What I am saying is that the word is getting picked up on so much in press and other media that it is in danger of becoming background noise when, in fact, it is a very, very serious problem.

Let me give you a few statistics that will underline my point. According to a Health & Safety Executive (HSE) survey in 2006 the cost to the UK economy caused by stress was £12 billion and that was 2006. A later HSE survey and report stated in 2012 that the average days lost per case of stress was 24 and that 40% of overall absence was elated to stress. To colour the picture in a bit more a Chartered Institute of Personnel and Development (CIPD) survey in 2007stated the average cost of recruiting and training a new employee at £7750. There is no doubt in my mind that an additional cost of stress to the business is higher employee turnover.

These stats alone and my occupation puts me firmly in the camp that believes stress is endemic and we need to develop personal strategies to deal with it.

I often challenge myself and ask myself the question “by talking about stress so much and raising its profile am I not simply making it worse?” It is a perfectly natural response especially from any one who remains in denial about stress and the effect it can have on persona performance and health. For my part denial is simply a way of perpetuating a problem and deepening the issues it can lead me to develop later in life.

Is stress all bad? No it is not. It is well known that a certain level of stress (I think of it as pressure) is a performance enhancer. So what is it that turns pressure=good, into stress=bad? Coming from the personal development background that I do I am very clear that this is linked to my self esteem. If my personal estimation of my own value is not healthy then my ability to deal with pressure is immediately undermined. This in turn affects my ability to self regulate which in turn affects my view of my own self worth. It’s a roundabout that is difficult to jump off.

Before I illustrate the effects of stress let’s look at its origins.

Stress is linked directly to my fight, flight, and freeze response. This is lodged in a part of my brain called the Amygdala (note this is not a Star Wars character) which is just about the oldest part of the evolutionary brain we all have. It was really useful when all I had to think about was survival and especially useful when I was a caveman. When I was a caveman and I spotted a Sabre Toothed Tiger it was essential for me to make an instant decision as to whether I was going fight, run away or freeze and hope he didn’t see me.

For me to make this decision and carry it through, my body developed to key hormones. Firstly, adrenalin which speeds up my responses and gives me my turbo powered acceleration when I want to move quickly. The other is cortisone which has two functions. It is primarily a pain killer and it is also a blood clotting agent. These two qualities are needed if I’m going to get into a fight with the Tiger because I won’t get away without a scratch or two.

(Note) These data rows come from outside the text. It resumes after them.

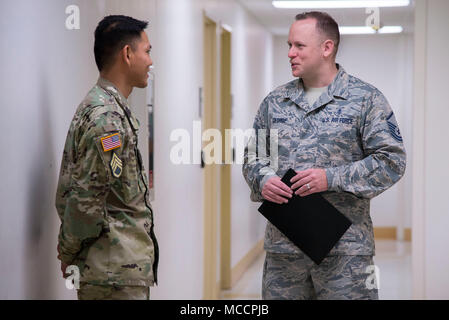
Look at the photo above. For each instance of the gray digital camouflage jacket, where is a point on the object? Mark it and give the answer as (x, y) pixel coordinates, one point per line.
(102, 196)
(350, 131)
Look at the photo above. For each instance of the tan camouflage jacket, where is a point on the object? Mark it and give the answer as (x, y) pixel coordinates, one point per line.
(102, 196)
(350, 131)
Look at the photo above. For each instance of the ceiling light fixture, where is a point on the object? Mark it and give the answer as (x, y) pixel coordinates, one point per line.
(329, 4)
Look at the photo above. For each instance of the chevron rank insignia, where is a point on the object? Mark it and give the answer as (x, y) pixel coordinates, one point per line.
(111, 142)
(116, 165)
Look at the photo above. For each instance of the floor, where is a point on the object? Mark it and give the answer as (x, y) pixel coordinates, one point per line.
(393, 259)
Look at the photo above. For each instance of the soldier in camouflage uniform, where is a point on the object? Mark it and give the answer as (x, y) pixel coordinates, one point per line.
(344, 143)
(102, 196)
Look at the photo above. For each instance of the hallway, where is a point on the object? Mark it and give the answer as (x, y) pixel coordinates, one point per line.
(393, 259)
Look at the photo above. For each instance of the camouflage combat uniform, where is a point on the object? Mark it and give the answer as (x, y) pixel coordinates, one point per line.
(102, 198)
(351, 132)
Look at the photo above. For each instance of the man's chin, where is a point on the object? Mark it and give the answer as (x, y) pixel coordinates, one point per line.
(142, 85)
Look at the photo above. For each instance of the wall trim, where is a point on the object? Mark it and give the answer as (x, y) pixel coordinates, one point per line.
(239, 269)
(391, 233)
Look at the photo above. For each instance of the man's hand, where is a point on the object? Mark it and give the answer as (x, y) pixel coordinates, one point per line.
(63, 268)
(63, 265)
(275, 190)
(309, 181)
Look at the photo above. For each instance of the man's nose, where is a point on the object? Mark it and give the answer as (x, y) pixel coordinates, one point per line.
(291, 53)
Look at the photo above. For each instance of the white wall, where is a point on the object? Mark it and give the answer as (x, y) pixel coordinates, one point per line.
(386, 61)
(251, 81)
(46, 72)
(431, 106)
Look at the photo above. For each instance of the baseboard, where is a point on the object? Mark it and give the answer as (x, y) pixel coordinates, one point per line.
(391, 233)
(245, 262)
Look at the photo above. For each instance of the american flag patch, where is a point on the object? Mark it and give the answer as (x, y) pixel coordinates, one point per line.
(111, 142)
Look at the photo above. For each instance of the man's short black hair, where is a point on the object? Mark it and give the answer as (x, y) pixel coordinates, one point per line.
(112, 34)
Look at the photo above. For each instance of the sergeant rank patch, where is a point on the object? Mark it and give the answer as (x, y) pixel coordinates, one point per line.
(116, 165)
(111, 142)
(394, 129)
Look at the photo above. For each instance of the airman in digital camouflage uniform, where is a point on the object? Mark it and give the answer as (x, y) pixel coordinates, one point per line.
(102, 196)
(340, 135)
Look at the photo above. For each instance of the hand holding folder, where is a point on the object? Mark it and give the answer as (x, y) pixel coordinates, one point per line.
(310, 222)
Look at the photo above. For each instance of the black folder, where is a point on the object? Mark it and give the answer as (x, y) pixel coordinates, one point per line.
(311, 222)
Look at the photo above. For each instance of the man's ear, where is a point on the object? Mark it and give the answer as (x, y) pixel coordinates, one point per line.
(328, 47)
(126, 54)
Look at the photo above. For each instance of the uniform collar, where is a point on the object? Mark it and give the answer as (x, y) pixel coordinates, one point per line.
(338, 88)
(110, 88)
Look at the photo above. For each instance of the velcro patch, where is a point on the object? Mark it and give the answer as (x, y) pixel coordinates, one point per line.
(111, 142)
(394, 129)
(116, 165)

Of course, these days the Sabre Toothed Tiger is extinct but that part of my brain that reacts to danger is still alive and continually vigilant. The threats it has learned to react to have developed over time. Instead of wild animals I can now react to simple words such as “we are going to go through a change programme” or “can I have a word with you please”. Words that may not have such an effect if my self esteem was at a healthy level.

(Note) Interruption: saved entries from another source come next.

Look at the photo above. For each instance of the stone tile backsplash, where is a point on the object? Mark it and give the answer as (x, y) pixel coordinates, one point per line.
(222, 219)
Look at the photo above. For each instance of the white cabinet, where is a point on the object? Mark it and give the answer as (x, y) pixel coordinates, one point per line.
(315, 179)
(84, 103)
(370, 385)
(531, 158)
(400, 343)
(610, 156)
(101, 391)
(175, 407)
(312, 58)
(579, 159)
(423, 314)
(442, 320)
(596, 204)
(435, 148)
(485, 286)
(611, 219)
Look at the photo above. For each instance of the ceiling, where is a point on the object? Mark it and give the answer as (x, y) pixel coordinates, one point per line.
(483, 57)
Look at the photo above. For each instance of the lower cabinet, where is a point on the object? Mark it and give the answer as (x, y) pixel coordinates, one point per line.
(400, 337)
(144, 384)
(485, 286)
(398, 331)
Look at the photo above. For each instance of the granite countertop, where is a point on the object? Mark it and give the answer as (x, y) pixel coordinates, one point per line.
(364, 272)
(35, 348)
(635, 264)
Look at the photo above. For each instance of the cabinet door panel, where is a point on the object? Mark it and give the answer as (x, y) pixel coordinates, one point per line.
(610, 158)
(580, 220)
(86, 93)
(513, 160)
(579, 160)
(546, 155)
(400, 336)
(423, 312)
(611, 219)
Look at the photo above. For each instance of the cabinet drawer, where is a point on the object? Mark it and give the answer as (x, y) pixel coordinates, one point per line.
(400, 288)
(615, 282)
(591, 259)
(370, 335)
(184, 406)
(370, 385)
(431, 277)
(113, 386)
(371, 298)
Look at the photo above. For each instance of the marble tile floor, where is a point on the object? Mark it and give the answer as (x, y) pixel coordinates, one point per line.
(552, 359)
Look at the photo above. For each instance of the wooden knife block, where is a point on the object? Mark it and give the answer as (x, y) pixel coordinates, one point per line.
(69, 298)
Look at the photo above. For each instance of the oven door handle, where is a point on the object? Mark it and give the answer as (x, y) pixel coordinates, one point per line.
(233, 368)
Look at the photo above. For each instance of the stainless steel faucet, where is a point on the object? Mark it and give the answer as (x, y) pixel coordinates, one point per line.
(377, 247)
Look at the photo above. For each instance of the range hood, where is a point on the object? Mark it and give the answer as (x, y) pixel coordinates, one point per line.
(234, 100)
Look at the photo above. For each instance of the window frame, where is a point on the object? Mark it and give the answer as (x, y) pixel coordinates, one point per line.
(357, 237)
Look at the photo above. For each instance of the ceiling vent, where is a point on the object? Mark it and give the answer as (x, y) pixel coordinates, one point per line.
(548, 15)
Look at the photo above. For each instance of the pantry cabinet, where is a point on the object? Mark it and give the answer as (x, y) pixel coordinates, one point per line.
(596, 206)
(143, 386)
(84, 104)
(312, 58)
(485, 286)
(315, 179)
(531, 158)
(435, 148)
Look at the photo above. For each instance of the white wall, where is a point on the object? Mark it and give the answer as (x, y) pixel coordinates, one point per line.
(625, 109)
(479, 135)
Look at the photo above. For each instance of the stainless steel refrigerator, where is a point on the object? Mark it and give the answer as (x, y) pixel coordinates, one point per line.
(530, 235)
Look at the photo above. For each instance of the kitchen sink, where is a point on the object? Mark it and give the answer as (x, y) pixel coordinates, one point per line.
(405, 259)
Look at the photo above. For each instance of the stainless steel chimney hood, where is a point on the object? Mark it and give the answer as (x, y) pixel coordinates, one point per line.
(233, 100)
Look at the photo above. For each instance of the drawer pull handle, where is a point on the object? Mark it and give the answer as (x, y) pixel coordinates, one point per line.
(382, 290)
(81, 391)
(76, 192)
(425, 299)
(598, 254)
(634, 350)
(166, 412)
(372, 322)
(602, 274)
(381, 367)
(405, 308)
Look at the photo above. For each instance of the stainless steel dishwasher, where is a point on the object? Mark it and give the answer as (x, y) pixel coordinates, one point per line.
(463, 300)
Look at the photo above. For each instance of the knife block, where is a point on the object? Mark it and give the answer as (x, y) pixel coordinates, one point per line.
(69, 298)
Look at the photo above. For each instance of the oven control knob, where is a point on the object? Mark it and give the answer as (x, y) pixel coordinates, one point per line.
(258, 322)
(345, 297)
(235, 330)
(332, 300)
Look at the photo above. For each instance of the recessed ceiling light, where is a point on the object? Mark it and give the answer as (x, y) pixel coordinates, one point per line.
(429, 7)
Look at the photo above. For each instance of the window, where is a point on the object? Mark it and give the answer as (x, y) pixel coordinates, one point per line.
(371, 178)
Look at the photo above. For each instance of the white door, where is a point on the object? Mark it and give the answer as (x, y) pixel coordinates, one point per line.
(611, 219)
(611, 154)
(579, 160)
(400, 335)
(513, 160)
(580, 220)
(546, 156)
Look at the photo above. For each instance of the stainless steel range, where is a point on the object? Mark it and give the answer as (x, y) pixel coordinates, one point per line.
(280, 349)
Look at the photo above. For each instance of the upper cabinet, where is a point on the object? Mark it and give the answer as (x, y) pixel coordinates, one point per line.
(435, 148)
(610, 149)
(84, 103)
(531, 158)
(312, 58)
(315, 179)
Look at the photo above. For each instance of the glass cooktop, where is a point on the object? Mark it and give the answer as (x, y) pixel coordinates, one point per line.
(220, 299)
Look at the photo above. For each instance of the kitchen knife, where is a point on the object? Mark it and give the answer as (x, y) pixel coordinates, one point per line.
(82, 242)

When those words are uttered the same hormones get released but they have a different effect now. Firstly if I am a middle aged man or woman carrying a little too much weight and not exercising enough, a blood clotting agent added to my system could be the last thing I need. That’s why stress can be linked to strokes. Secondly the combination of adrenalin and cortisone has a toxic effect on the immune system leading us more open to infections thus HSE linking 40% of overall absence to stress.

That’s the health effects. What about the social and emotional aspects of stress? The link between anger and conflict and stress is very clear. Of course, as I have discussed in other articles most employers value honesty but not anger in the workplace. My core clients will describe feeling stressed and angry at work but feeling unable to express this in the workplace. Subsequently they take it home with them where the boundaries are not so firm and clear, and act out at home towards those that love them enough to put up with being verbally abused.

So whose responsibility is it to manage stress? Is it the employers? Is it the employees? Clearly both parties have a part to play. An employer has a duty of care towards their employees but it is important to acknowledge that in a recession and an ever more competitive world the pressure increases. My own view, which I help employers with, is that it is the employers responsibility to create an environment that allows for the employees to manage their stress. This comes in the form of quiet places for reflection at work, improving facilities for relaxation at work and bringing in the support of professionals such as me. Equally I am firmly of the belief that the greatest stress I suffer is that which I put upon myself. It is my responsibility to manage my relationship with stress.

So what’s the answer in the workplace? It’s complicated. It requires an honest conversation between employers and employees. It requires employers to see what a huge difference dealing with stress can make to their business. I see it as the next big competitive edge. It requires employees to take responsibility for dealing with their stress and not simply denying it. This requires honesty, strength and dedication from both parties. The prize is an emotionally resilient workforce that can adapt to change and take your business into the next stage of its growth and development.